In short, the evidence points to you having been completely and inexcusably unaware of Mr Anderson’s presence on the road. From what you told the social worker it appears that, even after the collision, you were unaware of what it was you had struck as you continued northwards with the windscreen of your vehicle shattered.
Balanced against those circumstances I take account of the absence of any evidence of excessive speed or impairment in your capacity to drive. I also take into account that the evidence of witnesses immediately before the incident did not support the existence of a prolonged and deliberate course of bad or erratic driving in the build up to the collision.
Accordingly, in the range of possible outcomes, an assessment of the totality of the circumstances places this at the lower end of the spectrum of seriousness for an offence of causing death by dangerous driving.
In considering matters of mitigation I note that your record of previous convictions contains one offence for speeding. That offence aside you have no relevant previous convictions. In taking account of all that has been said on your behalf this morning, I have anxiously considered your personal circumstances, including your age (80) and the fact that your wife does not enjoy good health, and also your business interests over many years. The social worker assesses you as presenting a low risk of re-offending, and draws attention to the remorse you have expressed to her in relation to Mr Anderson’s death.
That said, I also take account of the remarks of the social worker about the difficulty you appear to have shown in accepting full responsibility for the collision, referencing instead the deceased’s lack of helmet or high visibility clothing. For the avoidance of doubt, I do not consider that these are features which mitigate your culpability on this occasion. It is also right that I should have regard to the terms of the impact statements to which I made reference earlier in these remarks.

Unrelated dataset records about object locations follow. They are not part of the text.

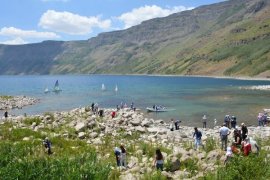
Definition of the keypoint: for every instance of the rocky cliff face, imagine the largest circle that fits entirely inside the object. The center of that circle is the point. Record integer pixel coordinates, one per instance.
(228, 38)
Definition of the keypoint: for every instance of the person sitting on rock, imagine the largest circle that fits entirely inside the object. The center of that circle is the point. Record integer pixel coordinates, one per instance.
(113, 114)
(237, 137)
(6, 114)
(246, 147)
(123, 158)
(159, 160)
(117, 153)
(48, 145)
(198, 138)
(229, 155)
(172, 125)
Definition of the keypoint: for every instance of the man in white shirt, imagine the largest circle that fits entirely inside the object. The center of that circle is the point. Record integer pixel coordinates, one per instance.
(224, 132)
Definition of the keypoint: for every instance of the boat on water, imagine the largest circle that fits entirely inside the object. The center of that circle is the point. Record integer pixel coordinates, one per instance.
(56, 88)
(103, 88)
(158, 109)
(46, 90)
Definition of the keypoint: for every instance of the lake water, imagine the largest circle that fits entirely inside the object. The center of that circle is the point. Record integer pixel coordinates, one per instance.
(191, 97)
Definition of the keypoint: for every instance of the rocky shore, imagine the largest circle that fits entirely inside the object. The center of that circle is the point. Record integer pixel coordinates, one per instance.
(138, 134)
(12, 102)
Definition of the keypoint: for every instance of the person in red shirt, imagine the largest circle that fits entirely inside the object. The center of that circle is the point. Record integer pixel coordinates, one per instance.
(246, 147)
(113, 114)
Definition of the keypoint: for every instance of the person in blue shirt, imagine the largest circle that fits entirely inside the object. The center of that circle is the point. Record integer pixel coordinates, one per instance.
(48, 145)
(198, 138)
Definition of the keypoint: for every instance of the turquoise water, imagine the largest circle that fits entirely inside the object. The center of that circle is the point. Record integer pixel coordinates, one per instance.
(191, 97)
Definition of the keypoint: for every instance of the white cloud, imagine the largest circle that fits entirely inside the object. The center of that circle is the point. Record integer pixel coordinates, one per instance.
(54, 0)
(70, 23)
(19, 33)
(136, 16)
(14, 41)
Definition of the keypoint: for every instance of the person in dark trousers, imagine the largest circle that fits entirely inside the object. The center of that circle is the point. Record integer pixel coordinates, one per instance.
(198, 138)
(6, 114)
(117, 153)
(159, 160)
(244, 131)
(204, 120)
(48, 145)
(233, 122)
(176, 123)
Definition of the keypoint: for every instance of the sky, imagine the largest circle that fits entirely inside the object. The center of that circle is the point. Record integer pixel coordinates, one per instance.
(32, 21)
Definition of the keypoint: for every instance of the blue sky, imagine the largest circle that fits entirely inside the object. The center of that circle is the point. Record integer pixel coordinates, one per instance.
(30, 21)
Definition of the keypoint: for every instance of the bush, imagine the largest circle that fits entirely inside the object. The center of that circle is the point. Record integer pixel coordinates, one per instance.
(251, 167)
(29, 121)
(17, 163)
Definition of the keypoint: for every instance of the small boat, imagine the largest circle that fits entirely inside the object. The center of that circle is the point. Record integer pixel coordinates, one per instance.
(103, 88)
(158, 109)
(46, 90)
(56, 88)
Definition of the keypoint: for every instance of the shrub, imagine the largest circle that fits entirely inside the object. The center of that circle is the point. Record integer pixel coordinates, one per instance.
(251, 167)
(29, 121)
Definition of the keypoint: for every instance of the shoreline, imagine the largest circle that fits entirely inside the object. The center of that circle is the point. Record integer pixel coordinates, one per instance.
(248, 78)
(139, 134)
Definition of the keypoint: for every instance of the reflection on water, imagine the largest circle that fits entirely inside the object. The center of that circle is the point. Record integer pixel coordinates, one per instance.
(191, 97)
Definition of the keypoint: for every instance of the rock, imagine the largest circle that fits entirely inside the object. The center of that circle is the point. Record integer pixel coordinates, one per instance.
(128, 176)
(81, 135)
(135, 169)
(213, 156)
(97, 141)
(80, 127)
(135, 122)
(146, 123)
(93, 135)
(140, 129)
(175, 164)
(91, 124)
(26, 138)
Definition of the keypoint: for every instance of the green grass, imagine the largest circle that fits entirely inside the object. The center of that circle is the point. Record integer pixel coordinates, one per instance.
(29, 121)
(242, 168)
(6, 97)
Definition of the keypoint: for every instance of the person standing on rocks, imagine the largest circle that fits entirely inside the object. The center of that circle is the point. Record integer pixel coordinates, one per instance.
(204, 120)
(244, 131)
(159, 160)
(198, 138)
(172, 125)
(224, 132)
(48, 145)
(123, 158)
(117, 153)
(6, 114)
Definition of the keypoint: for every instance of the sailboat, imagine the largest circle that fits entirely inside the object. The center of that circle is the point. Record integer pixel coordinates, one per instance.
(56, 88)
(46, 90)
(103, 88)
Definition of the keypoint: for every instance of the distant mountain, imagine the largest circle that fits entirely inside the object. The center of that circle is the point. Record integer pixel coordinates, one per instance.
(230, 38)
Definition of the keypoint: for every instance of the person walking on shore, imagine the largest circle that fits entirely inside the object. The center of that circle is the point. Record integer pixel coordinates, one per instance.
(204, 120)
(224, 132)
(117, 153)
(159, 160)
(48, 145)
(244, 131)
(198, 138)
(6, 114)
(123, 159)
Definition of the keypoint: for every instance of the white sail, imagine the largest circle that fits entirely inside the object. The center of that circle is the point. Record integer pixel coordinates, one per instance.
(103, 88)
(46, 90)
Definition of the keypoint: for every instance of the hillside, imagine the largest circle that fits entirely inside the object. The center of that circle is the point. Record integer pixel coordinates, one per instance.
(229, 38)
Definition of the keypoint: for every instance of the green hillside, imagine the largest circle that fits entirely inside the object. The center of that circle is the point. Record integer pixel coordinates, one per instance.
(231, 38)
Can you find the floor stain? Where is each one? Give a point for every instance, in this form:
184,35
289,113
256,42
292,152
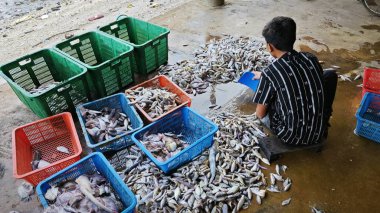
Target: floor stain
346,59
210,37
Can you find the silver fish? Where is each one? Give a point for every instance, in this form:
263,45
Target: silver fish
219,61
286,202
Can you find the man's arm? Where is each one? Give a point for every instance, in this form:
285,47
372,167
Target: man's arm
261,110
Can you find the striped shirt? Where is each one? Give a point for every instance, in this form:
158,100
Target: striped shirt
292,87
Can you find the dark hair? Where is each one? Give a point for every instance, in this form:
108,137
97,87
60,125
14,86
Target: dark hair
281,33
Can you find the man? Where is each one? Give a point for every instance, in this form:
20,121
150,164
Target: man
294,97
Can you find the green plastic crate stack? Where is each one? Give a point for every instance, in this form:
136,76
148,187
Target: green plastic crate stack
150,41
67,82
109,61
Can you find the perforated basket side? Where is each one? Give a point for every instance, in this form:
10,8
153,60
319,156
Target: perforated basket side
45,136
43,67
94,162
196,130
368,117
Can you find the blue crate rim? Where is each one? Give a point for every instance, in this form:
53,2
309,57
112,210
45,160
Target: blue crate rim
129,52
41,195
137,45
160,163
85,133
358,116
63,83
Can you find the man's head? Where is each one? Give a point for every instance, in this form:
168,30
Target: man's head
280,35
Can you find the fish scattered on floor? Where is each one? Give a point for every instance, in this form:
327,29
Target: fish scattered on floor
25,190
154,101
44,87
105,124
225,178
88,193
315,210
219,61
286,202
163,146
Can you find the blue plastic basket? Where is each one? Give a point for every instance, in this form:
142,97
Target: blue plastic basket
368,117
95,162
117,101
196,130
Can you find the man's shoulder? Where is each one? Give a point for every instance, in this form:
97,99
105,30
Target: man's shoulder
309,55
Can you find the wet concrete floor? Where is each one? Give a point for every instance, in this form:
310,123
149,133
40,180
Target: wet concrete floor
344,176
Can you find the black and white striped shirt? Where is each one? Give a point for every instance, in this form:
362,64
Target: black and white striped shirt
292,87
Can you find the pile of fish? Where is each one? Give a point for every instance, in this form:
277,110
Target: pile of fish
89,193
39,163
154,101
43,87
105,124
219,61
226,178
163,145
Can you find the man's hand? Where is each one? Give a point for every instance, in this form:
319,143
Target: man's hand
257,75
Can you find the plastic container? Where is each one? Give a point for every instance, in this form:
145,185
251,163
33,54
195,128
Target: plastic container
162,81
196,130
371,80
45,135
108,60
247,79
368,117
45,66
150,41
94,162
117,101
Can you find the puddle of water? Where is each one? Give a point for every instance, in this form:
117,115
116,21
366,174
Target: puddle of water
371,27
14,8
346,59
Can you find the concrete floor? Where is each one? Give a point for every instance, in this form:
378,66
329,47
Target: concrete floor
343,178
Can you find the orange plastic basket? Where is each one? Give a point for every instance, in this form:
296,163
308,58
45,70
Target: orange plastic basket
162,81
45,135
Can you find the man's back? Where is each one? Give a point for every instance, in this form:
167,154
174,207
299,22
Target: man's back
292,87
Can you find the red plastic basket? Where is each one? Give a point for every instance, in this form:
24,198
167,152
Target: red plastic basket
371,80
163,82
45,135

Taking all these matters into account, and the principles of fairness and proportionality overall, I do not consider that the public interest would properly be served by taking the exceptional course of imposing a non-custodial sentence in this case. The sentence I therefore impose is one of thirty two months’ imprisonment. That sentence will necessarily date from today.
You will be disqualified from driving for a period of 76 months. That period of disqualification comprises a period of 5 years together with an additional period of 16 months to reflect the custodial sentence I have just imposed. You will require thereafter to take the extended test of competence to drive.